NEW YORK — When it comes to the earliest orders of Black Catholic religious sisters in the United States, Shannen Dee Williams wants people to recognize the perseverance, struggle, and commitment to God they put forth to make religious life possible for Black women and girls in the United States — something she considers overlooked.
Williams, an assistant professor of history at Villanova University, understands the sisters’ legacy through years of interviews and sifting through records. And when she asks black Catholic sisters about their legacy, they understand it too.
“We made the church Catholic,” Williams recalls the sisters telling her. “Racial segregation, exclusion have no place in the Catholic Church. If we had not fought to answer God’s call on our lives but also fought to serve our communities, the church would not be where it is today.”
Williams gave a presentation on Thursday at the Catholic University of America, “The Real Sister Act: Why the Stories of Black Catholic Sisters Matter,” where she went in-depth about what these women endured at a time where neither society nor the church necessarily accepted them.
Williams — in the process of completing her first book, Subversive Habits: Black Catholic Nuns in the Long African American Freedom Struggle — also made the point that the legacies of these women were on full display on Jan. 20 as Amanda Gorman, a Black Catholic woman and poet, read a poem she wrote at the inauguration of President Joe Biden.
“Indeed, the photograph of Gorman, positioned between Biden and Harris and calling for justice and national unity, may very well go down as one of history’s most important images,” Williams wrote in “Black Catholic women like Amanda Gorman are forgotten prophets of American Democracy,” a perspective piece for the Washington Post.
The piece, like her Catholic University presentation, details the plight of the earliest Black Catholic women’s religious orders.
The Oblate Sisters of Providence in Baltimore, Maryland, was the first successful Black Catholic order in the United States, founded in 1828 by Mother Mary Lange. Lange is now a Servant of God, a step on the path to sainthood.
The school Lange and the Oblate Sisters created was the first Catholic school open to Black girls. Williams also notes that the Oblate Sisters were the first order of Catholic sisters to stand against slavery.
“The Oblate Sisters are important,” Williams said. “Not only do they not rely on enslaved labor, but they also do not own any enslaved people. They are the first community that will accept formerly enslaved women into their ranks.”
The country’s second successful Black Catholic women’s order, the Sisters of the Holy Family, was founded in New Orleans, Louisiana, in 1842. Through her research, Williams discovered that through their first 30, 40, or even 50 years the community “was not allowed to wear veils in public. They had to be marked as different.”

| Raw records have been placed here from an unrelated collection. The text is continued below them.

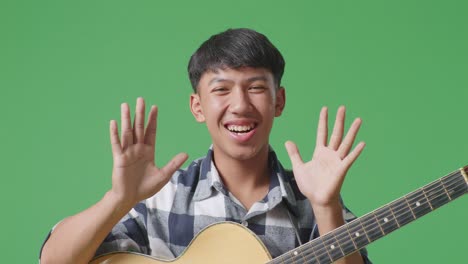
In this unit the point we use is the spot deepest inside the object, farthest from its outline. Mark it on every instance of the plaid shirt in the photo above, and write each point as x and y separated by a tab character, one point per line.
194	198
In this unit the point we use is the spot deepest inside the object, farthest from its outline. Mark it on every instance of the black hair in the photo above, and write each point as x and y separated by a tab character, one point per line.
235	48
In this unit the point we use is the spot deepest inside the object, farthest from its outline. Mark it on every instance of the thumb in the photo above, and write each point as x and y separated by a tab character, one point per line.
173	165
293	153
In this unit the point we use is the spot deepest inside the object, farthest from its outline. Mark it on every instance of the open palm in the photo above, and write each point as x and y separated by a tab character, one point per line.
135	175
321	178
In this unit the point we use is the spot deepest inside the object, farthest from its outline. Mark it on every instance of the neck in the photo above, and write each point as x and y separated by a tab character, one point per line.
247	179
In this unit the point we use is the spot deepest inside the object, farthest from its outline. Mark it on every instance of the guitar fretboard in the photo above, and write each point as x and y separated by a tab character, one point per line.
357	234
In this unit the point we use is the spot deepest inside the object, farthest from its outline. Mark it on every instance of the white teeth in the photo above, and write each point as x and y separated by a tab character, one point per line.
234	128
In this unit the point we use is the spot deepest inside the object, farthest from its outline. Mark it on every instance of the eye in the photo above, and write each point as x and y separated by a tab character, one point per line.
220	89
257	89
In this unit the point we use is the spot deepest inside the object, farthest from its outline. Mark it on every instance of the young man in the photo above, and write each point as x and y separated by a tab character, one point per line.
236	77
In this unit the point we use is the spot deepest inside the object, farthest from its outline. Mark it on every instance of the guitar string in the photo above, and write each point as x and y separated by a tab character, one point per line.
432	197
321	247
375	226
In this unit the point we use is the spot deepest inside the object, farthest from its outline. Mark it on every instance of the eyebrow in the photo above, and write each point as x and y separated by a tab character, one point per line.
252	79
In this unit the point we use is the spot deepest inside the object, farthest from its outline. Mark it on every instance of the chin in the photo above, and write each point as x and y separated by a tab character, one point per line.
242	152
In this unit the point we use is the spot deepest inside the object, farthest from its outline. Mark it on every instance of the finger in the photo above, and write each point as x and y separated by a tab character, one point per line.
293	153
348	141
338	128
114	137
127	137
150	133
139	121
173	165
349	160
322	129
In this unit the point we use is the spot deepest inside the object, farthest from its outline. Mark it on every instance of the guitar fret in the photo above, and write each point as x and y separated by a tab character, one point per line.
357	234
370	227
378	223
443	186
324	256
436	196
388	222
338	242
456	185
343	238
333	247
391	210
350	236
411	210
372	231
427	199
363	229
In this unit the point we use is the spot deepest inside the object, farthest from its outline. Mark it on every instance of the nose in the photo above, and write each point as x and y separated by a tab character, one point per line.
240	101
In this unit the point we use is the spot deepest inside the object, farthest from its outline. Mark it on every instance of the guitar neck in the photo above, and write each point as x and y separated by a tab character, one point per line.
364	230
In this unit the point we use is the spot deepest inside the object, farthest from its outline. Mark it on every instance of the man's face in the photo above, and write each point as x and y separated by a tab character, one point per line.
238	107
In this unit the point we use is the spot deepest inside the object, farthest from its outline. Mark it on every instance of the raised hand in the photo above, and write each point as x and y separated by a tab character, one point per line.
320	179
135	176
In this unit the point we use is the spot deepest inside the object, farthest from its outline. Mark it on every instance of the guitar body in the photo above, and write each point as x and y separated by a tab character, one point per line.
224	242
231	243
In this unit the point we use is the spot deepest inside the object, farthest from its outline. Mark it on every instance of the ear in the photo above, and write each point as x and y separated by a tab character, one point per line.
196	109
280	101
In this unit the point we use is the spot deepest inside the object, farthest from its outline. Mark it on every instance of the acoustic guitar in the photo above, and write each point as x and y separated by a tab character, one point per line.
229	242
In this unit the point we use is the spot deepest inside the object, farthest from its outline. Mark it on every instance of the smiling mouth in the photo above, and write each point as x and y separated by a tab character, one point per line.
241	129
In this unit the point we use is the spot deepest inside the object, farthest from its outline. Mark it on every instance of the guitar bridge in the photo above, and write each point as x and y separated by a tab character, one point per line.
464	173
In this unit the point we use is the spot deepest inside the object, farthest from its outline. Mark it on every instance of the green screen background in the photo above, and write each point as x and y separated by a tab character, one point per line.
66	66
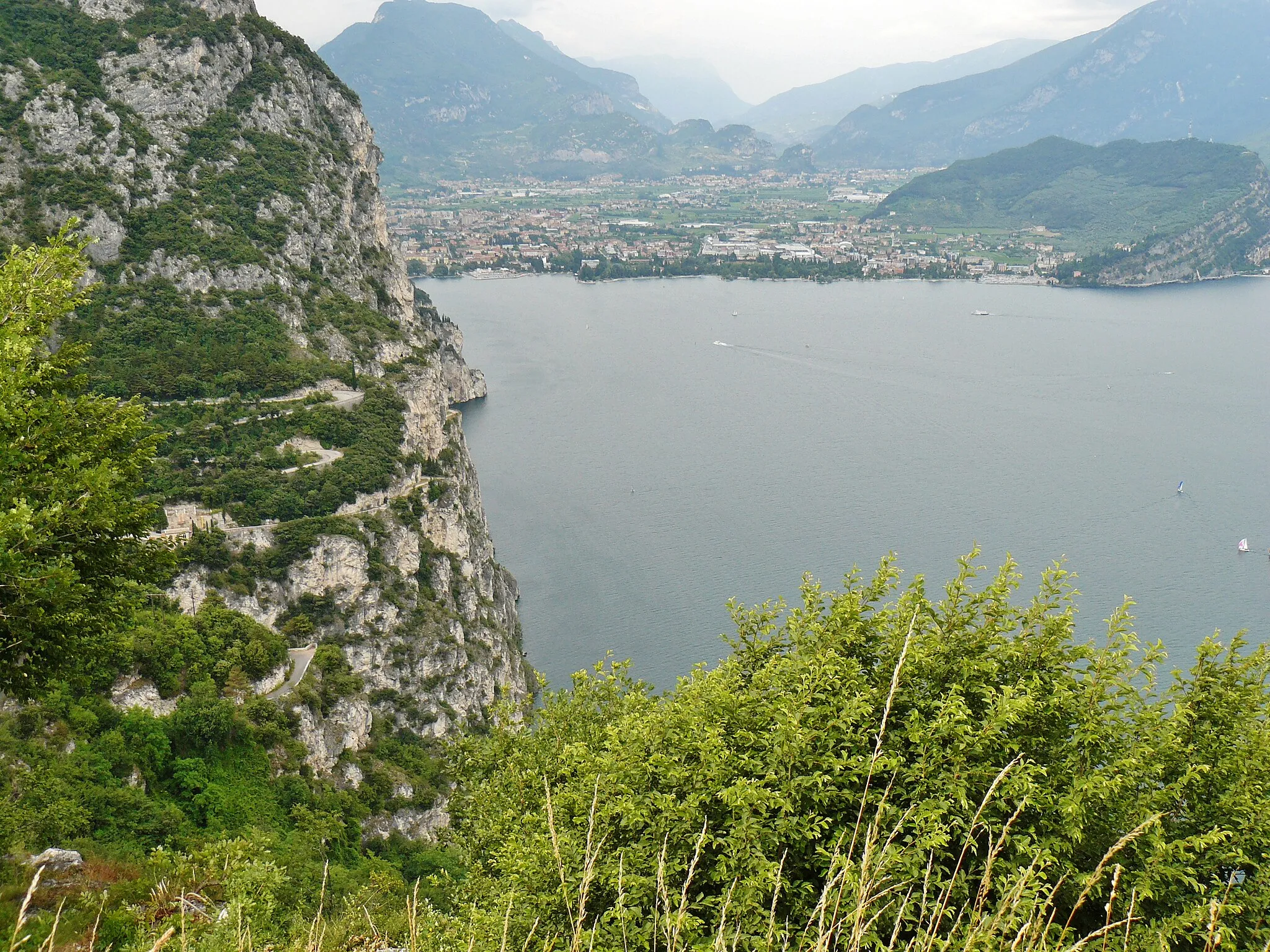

Through the hardship, each of the earliest sisterhoods endured they still forged ahead and made strides towards freedom and equality. For instance, they enabled black people to attend Catholic universities. To do so, they found white progressive allies at Catholic institutions to make exceptions for them to attend, then, they negotiated an agreement, Williams said.
“In their records, they say that when we were negotiating the admission of our sisters into these institutions we made it clear that it couldn’t just be us. It had to be the entire community if we did well. That would be the agreement,” she said.
According to Williams, it wasn’t until World War II, however, that there was also some desegregation within Catholic religious orders in the United States. She notes that to that point African American women would only be accepted if they were “racially ambiguous.”
At that time in addition to the Oblate Sisters and Sisters of the Holy Family, there were also the Franciscan Handmaids of the Most Pure Heart of Mary, in Savannah, Georgia; and the Sisters of the Good Shepherd in Baltimore — both of which still exist today.
The white religious communities would take Native American women, Latino women, and women of Asian descent, “but the barrier always comes up with Blackness,” Williams said. And even after World War II, it was still a small cadre of progressive white priests and sisters who pressured white communities to reconsider their anti-black admission policies, she added.
The sacrifice, perseverance, and strides made by African American religious sisters in the United States both in and outside of the faith was a precursor to the civil rights movements that soon followed. They had already de-segregated some universities and began to make the same strides in some religious communities. As Williams describes, they were “seasoned veterans in the Black freedom struggle.”
“What’s always important to remember is that beginning in 1945, many of these women who desegregated so many of these white orders had already desegregated their Catholic high schools, they’re already seasoned veterans in the Black freedom struggle by the time the church gets involved in the Civil Rights movement,” Williams said.